I do too. Where you seeing them ? They played the guild hall in Preston a few times in my youth and would like to see them again........ Doctor, Doctor please..........


----------



## Alex_225 (Feb 7, 2008)

GSVHammer said:


> Is this a new Scottish Metal band ?:lol:


Hahahaha could be, not sure I've heard of them! :lol:

What a line up though, I got my tickets on the grounds of seeing 'DC. Well pleased that Aerosmith and Rage Against the Machine are headlining though. I loved Aerosmith as a kid so seeing them live will be quite something and Rage are just well Rage so will be great by default.

For me though seeing Motorhead, Megadeth, Five Finger Death Punch, Lamb of God and Five Finger Death Punch is brilliant. All bands I highly rate let alone the others that haven't been announced. :thumb:


----------



## GSVHammer (Feb 7, 2009)

dholdi said:


> I do too. Where you seeing them ? They played the guild hall in Preston a few times in my youth and would like to see them again........ Doctor, Doctor please..........


I'm going to the Carnegie Theatre Workington to see them.


----------



## Mini 360 (Jul 17, 2009)

Was going to get tickets to go see RATM but looks like Im going to be in the south of france at the time so no able to go! Gutted!


----------



## sootysteve (Jun 23, 2007)

you cant beat the bon scott era!

Ronald Belford Scott RIP almost 30yrs to the day.


----------



## GSVHammer (Feb 7, 2009)

sootysteve said:


> you cant beat the bon scott era!
> 
> Ronald Belford Scott RIP almost 30yrs to the day.


Don't know. You could argue the point all day, but I think Brian Johnson does a pretty good job. Down to personal preference really.

I can tell you that the current ACDC tour was fantastic!

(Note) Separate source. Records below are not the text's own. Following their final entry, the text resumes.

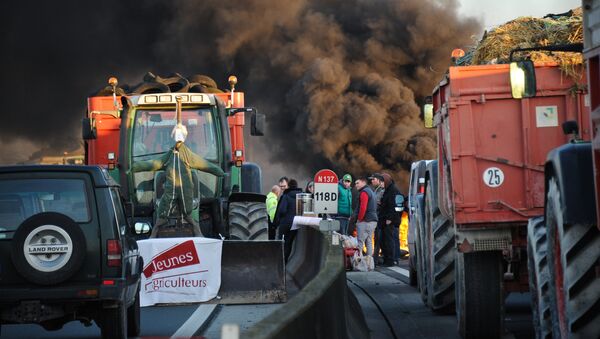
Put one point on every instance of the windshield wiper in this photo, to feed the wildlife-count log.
(145, 155)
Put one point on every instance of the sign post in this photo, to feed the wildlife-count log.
(326, 192)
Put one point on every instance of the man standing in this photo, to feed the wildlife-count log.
(283, 183)
(389, 219)
(344, 202)
(366, 214)
(378, 188)
(178, 194)
(271, 202)
(284, 216)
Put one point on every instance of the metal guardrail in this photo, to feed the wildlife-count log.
(323, 308)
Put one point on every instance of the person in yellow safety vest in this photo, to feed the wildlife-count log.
(404, 235)
(271, 202)
(272, 198)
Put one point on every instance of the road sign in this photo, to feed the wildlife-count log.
(326, 192)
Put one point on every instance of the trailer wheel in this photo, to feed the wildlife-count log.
(412, 275)
(420, 262)
(573, 252)
(248, 221)
(479, 295)
(539, 279)
(439, 267)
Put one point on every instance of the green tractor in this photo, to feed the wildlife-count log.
(122, 128)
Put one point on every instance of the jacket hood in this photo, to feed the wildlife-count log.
(387, 179)
(293, 190)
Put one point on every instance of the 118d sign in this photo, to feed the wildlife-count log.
(326, 192)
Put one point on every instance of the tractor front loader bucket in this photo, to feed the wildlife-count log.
(252, 272)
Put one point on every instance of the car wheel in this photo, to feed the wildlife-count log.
(133, 317)
(114, 322)
(48, 248)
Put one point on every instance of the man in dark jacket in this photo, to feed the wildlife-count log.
(365, 214)
(344, 202)
(389, 219)
(284, 216)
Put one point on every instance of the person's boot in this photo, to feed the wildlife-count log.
(159, 223)
(195, 226)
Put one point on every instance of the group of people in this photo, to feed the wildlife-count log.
(370, 210)
(378, 219)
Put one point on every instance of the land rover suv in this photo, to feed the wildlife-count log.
(67, 251)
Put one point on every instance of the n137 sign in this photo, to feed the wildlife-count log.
(326, 192)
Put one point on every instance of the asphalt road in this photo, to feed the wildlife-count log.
(203, 320)
(155, 322)
(381, 292)
(386, 291)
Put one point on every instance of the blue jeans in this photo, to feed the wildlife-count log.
(396, 243)
(343, 223)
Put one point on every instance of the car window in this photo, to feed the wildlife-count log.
(119, 210)
(22, 198)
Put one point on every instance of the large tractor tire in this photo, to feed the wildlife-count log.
(479, 295)
(573, 252)
(439, 267)
(248, 221)
(539, 279)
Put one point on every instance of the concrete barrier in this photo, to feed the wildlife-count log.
(324, 307)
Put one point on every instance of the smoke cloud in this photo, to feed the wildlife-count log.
(341, 81)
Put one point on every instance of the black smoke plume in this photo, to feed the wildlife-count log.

The Scorpions have a new album out next month and are doing a world tour. They have announced that it is their last tour and they will call it a day when it finishes.

Iron Maiden have just finished their individual parts for their new album, it just needs mixed in the studio. They are touring as well.

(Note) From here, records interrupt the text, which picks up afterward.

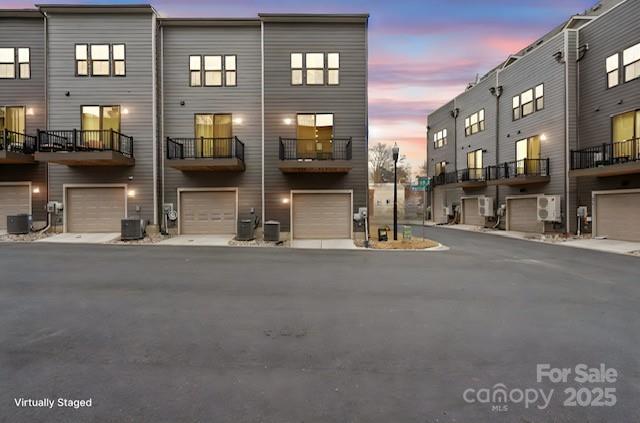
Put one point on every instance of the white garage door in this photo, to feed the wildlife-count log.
(14, 199)
(94, 209)
(321, 216)
(208, 212)
(470, 212)
(522, 215)
(617, 214)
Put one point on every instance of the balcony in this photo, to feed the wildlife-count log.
(85, 148)
(620, 158)
(315, 155)
(519, 172)
(16, 148)
(206, 154)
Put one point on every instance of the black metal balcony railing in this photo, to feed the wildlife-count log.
(606, 154)
(75, 140)
(315, 149)
(205, 148)
(16, 142)
(517, 168)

Whitesnake have a new album in the works as well and plan to tour in 2011.

So that's 3 gigs the family and I need to attend.


----------



## sootysteve (Jun 23, 2007)

indeed, they never do a bad gig, saw them on the latest tour at wembley last year, absolutely awesome band!


----------



## Alex_225 (Feb 7, 2008)

I don't mind either of the 'DC singers to be fair. I think if you liked AC/DC when they had Bon Scott as their front man, as in if you were there in the beginning. I can see why you'd prefer the original.

For me I bought random albums (on casette) as a kid and in no particular order so I grew to like both. I've got favourite songs by both singers.


----------



## EthanCrawford (Jan 7, 2010)

aye i am heading down to can't wait lol we should have a mini meet there haha lol


----------



## Alex_225 (Feb 7, 2008)

HAha that could be a laugh. Looks like there's a fair few on here who want to, or are going.


----------